Government Retains Headline Inflation Target
Context:
The Central Government has decided to retain the existing inflation target for the next five-year period (2026–2031).
This follows a comprehensive review of the Flexible Inflation Targeting (FIT) regime, which has been the cornerstone of India’s monetary policy since 2016
The Inflation Target:
The headline Consumer Price Index (CPI) inflation target remains at 4%.
The framework includes a symmetric tolerance band of +/- 2%, meaning the actual inflation should ideally stay within the range of 2% to 6%.
Despite debates over whether "Core Inflation" (which excludes volatile food and fuel) should be used, the government has stuck with Headline CPI.
This is because food has a high share in the Indian consumption basket, and headline inflation better reflects the cost of living for the majority of the population.

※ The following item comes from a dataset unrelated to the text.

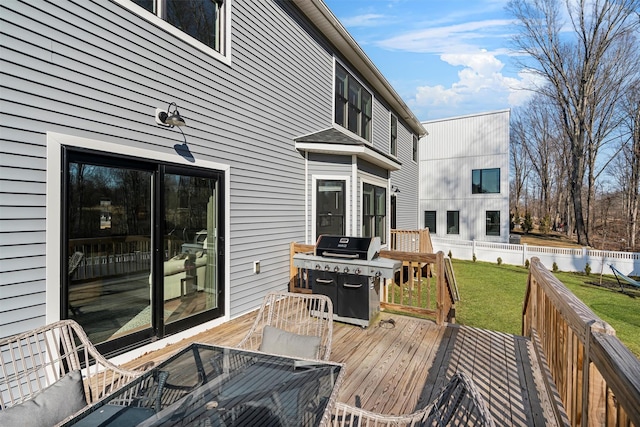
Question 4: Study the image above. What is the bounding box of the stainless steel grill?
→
[293,236,402,327]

The Monetary Policy Framework:
In May 2016, the Reserve Bank of India Act, 1934 was amended to provide a statutory basis for the FIT regime.

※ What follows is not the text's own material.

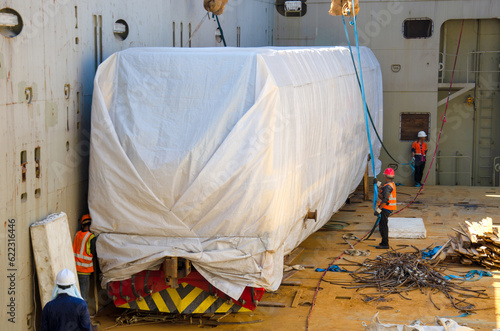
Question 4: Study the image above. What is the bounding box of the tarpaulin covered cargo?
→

Monetary Policy Committee (MPC):
The MPC is empowered to determine the policy interest rate (Repo Rate) required to achieve the inflation target.

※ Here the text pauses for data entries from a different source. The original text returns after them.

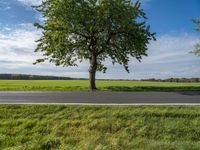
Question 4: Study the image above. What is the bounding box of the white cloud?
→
[0,24,200,79]
[17,0,42,6]
[0,0,11,11]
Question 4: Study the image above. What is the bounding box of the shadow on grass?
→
[104,86,200,92]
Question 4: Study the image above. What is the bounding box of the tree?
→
[193,18,200,56]
[34,0,155,90]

It consists of six members:
Three from the RBI (including the Governor as the ex-officio Chairperson)
Three external members appointed by the Government.
If the average inflation remains outside the 2–6% range for three consecutive quarters, it is deemed a failure.
In such a case, the RBI must submit a report to the government explaining the reasons for the failure and the proposed remedial actions.